Weitere Waldorfinitiativen
Im Herbst 2000 wurde in Rijeka die zweite Waldorfschule gegründet, nachdem drei Jahre hindurch in zwei Kindergärten und in einer Freizeitschule Waldorfpädagogik praktiziert worden war. In Split konnten eigene, liebevoll renovierte Kindergartenräume in einer ehemaligen Kapelle bezogen werden, und in Dubrovnik begannen die Vorbereitungen zu einer Kindergartengründung. Ebenfalls im Herbst 2000 begann eine staatlich anerkannte dreijährige studien- und berufsbegleitende Ausbildung in Waldorfpädagogik für Kroatien und Bosnien in Zagreb, Split und Sarajevo. In der sozialpädagogischen Einrichtung "Nadomak Sunca" in Oprtalj/Istrien arbeiten Kroaten, Holländer, Deutsche, Bosnier und Slowenen zusammen und ermöglichen durch den Krieg verwaisten oder entwurzelten Kindern eine neue, lebenswerte Zukunft in familienähnlichen Hausgemeinschaften. In der heilpädagogischen Ganztags-Betreuungsstätte "Ozana" in Zagreb werden seelenpflegebedürftige Kinder seit 1992 mit großem Einsatz hingebungsvoll umsorgt.

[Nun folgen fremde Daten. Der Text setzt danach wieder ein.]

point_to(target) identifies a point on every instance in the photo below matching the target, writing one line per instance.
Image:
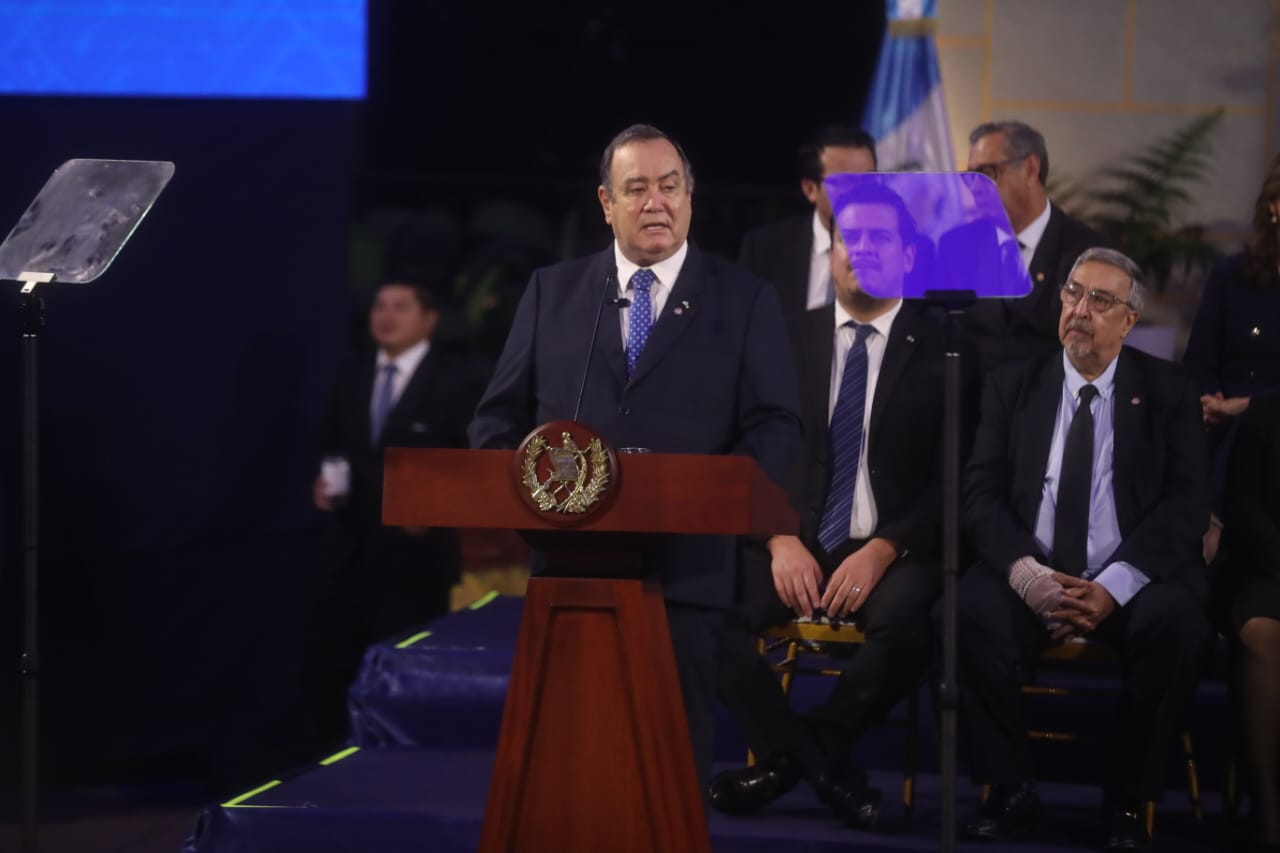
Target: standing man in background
(374, 580)
(794, 254)
(1006, 331)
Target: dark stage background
(182, 391)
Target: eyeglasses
(1100, 301)
(992, 169)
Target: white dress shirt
(1121, 579)
(819, 265)
(863, 521)
(667, 273)
(1031, 236)
(406, 364)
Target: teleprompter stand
(71, 233)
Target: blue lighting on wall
(272, 49)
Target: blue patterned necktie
(846, 442)
(640, 316)
(383, 404)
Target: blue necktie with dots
(846, 442)
(640, 318)
(383, 404)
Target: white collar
(821, 235)
(1105, 383)
(666, 270)
(1032, 233)
(882, 324)
(407, 361)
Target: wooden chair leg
(913, 752)
(1192, 776)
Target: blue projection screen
(287, 49)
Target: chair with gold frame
(808, 646)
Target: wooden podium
(594, 748)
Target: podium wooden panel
(594, 747)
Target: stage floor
(402, 799)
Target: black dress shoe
(855, 803)
(1127, 831)
(748, 790)
(1010, 808)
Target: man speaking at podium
(690, 356)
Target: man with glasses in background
(1005, 331)
(1086, 497)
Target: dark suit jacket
(904, 439)
(1159, 465)
(1253, 500)
(1010, 331)
(780, 252)
(433, 411)
(714, 378)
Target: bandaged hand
(1033, 582)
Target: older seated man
(1086, 498)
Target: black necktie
(1072, 520)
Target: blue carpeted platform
(425, 714)
(397, 801)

Was ist daran nun besonders?
Meiner – vorsichtigen – Meinung nach – sind all diese Aktivitäten in Kroatien etwas Besonderes, denn vieles, was hier seelisch veranlagt ist, war zu vielen Angriffen (ideologischen, politischen und militärischen) ausgesetzt, als dass es hätte zum Blühen kommen können. Donner und Blitz setzten diesen Seelenkeimen heftig zu und hinterließen ihre zum Teil schrecklichen Spuren. So müssen alle Bemühungen hier im Land, so klein und zart sie momentan auch noch sein mögen, zugleich als heilende Impulse für die Zukunft gesehen werden.
TOBIAS RICHTER
Tobias Richter
Waldorflehrer, Schulberater in Zagreb, Dozent für Waldorfpädagogik in Kroatien und Wien.